Dry tumbling, wet tumbling and ultrasonic cleaning all will clean brass. It depends on just how shiny you want your brass. All have advantages and disadvantages. All have a small learning curve. I use dry tumbling on brass that I have loaded and shot myself and wet tumbling for range brass or brass that I plan to give away or sell.

Dry tumbling;
I use ground corncob with a cap full of NuFinish polish and a cap full of mineral spirits. I used to use polish labeled by the loading companies and discovered that liquid car polish worked as well and was cheaper. I usually run my Dillon polishers 12 hours at a time.

Wet tumbling;
I use a 15 pound rated drum on a "Big Dawg" tumbler frame. It has a 1/3hp motor with a 1'2inch belt and will easily handle it even if its loaded more than 15 pounds. I use 5# of stainless pins, a 40 S&W case of LemiShine and a slightly overflowing cap full of ArmorAll Wash and Wax. I'll put 5 or more pounds of brass in it and nearly fill it up with water. I run it for 2 hours.

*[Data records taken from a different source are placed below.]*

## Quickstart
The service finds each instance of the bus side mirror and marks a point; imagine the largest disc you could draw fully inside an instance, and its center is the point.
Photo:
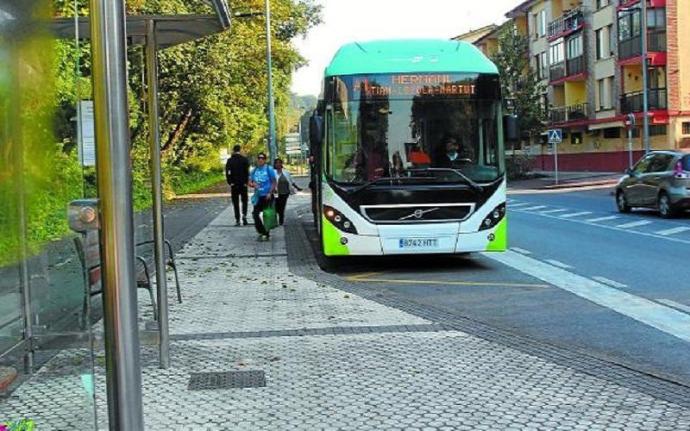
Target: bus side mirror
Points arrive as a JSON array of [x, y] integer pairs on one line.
[[315, 129], [511, 129]]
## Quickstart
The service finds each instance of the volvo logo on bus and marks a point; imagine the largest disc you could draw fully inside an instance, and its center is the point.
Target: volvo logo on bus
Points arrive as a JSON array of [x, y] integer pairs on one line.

Wet tumbling will polish brass that dry tumbling will never get clean. I think its probably the Citric Acid. In the Summer time I dry them on a steel baking sheet out in the hot Sun. Other times of the year I stand them on end and let the heat and air conditioning in the house dry them. I think that Dawn will get them cleaner but the Wash and Wax leaves a protective coating where as the Dawn gets them so clean that they will tarnish.
I don’t have a set formula or ratio of dawn and lemishine, but it’s clear I’m using way too much of the latter.

And I really don’t like the tarnishing but it’s not always the same degree. I’m going to try some car wash/shine next time.
 
Yes, but, then you have to remove the lube.

I guess you could forgo another round in the tumbler by using the dry vibratory process to do that, but then why not just do dry from the beginning, which is exactly what I do.

Ahhhh, so since you start out dry you don't need to lube when you size rifle........;)
 
Well I’ll contribute a little more:

What I don’t like about dry tumbling instead of wet tumbling is simple…it doesn’t clean nearly as well and makes for dirty media more quickly.

When I have extra time and energy I will dry tumble w/Flitz already clean brass and then hand buff.